The Devil She Knows - By Diane Whiteside Page 0,19

A cat prowled past, secure in the knowledge he could either outfight or outrun any attacker in the long, narrow space.

Gareth flipped his knife, the blade Portia had given him, end over end, as he’d done since before midnight. His throat was drier than if he’d walked across the Mojave.

Inside, the rooms were warm and dry, glowing with crimson velvet and oak. Here, the walls were chipped brick and plain iron fixtures, good enough for working folks. Fancy brocade curtains in the windows overhead screened the paying customers from any uncomfortable glimpses.

A beat cop yawned and warmed himself with more coffee from the hotel’s stock. Two doormen leaned against the hotel wall, their uniforms brighter than any intelligence in their eyes.

Gareth tossed his knife again. Ten inches of California-made steel whirled like a galaxy through the mist.

Portia was a grown woman. How could he forget that, the way she looked in her wedding dress?

Don’t think about that; don’t imagine what that beast was enjoying.

He had to let her make her own choices, no matter how much he knew they’d cost her.

His bowie went higher on the next toss.

He’d promised her he’d wait for her all night, in case she changed her mind. He kept watch here, where he could see both her window and the rear door. Plus, he’d bribed the doormen to tell him if anything happened at the front.

The sun blazed across the steel, as deadly to his hopes for the future as any desert sunrise. Bright as the flames rising above that Kentucky sky fourteen years ago and leaving the ground below just as barren of life.

Hope twisted through his gut like a hangman’s knot and vanished.

Gareth threw his blade into the hotel’s doorframe, where it hung like a shattered bird.

The cop jumped up, startled into lucidity. “Now, now, young fellow,” he began.

Gareth strode past him without a glance and retrieved Portia’s gift, which he’d need at his next job for Donovan & Sons.

William hadn’t been able to find anybody who’d work in Southeast Asia. But halfway around the world should take Gareth far enough from his memories of Portia.

God willing.

Chapter Nine

Hanoi, August 1882

Gareth jolted awake, nightmare pillars of smoke pursuing him like jackals back to consciousness. His heart beat against his ribs hard enough to break them open, the same way he’d fought to get one more shot off in his dream.

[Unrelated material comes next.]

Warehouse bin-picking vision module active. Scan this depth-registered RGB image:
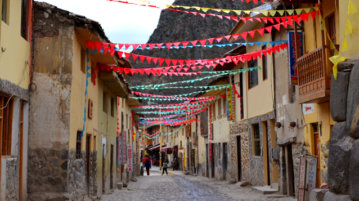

Dead men’s ghosts still sank into his flesh as if their souls sought to take root in his own. Their eyes were picket fences he couldn’t escape, while crimson rivers of blood streamed faster and faster from their death wounds.

Sweat broke out across Gareth’s skin, bitterly cold despite the humidity hunting every crevice like magma. Rain pounded on the roof and dived through the gutters into the sewers, almost loud enough to drown his gasps for air.

He was an adult now. He hadn’t wept since he’d dug his mother’s grave and The Nightmare hadn’t roared through his dreams for months, until tonight.

So why the hell could he remember those satisfied pigs, snorting around his family’s corpses? His stomach jolted into another knot.

Maybe it was the omnipresent scent of charcoal from all the local cooking fires that reminded him of racing toward the smoke rising through the Kentucky woods. Running until he puked, but never reaching his destination.

Where the hell was the damn light?

He flung his arm out and sent papers flying onto the floor. China shattered with a loud crash when his knife smashed into it. He barely managed to grab the hurricane lantern an instant before it toppled onto its side.

Cursing like the mule packer he’d once been, he sat up on the edge of the delicately carved bed. His pulse still drummed stupidly fast. It was an insane beat since he’d finished delivering all those critical railroad supplies, despite the every hazard corrupt politicians, foul roads, and filthy weather could hurl at him. Donovan & Sons would be very well rewarded.

His hands shook, as if he’d drunk himself to sleep. Not that he’d chosen that escape, of course. He’d realized within a month of Portia’s wedding that whiskey wouldn’t ease this pain.

He ground his teeth and looked for matches.

Chau peeked around the corner, her enormous brown eyes alight with concern above her thin silk robe. Despite the few months they’d been acquainted, she was confident around a disturbed male as only a previously well-pleasured woman could be.

At least he could do some things well.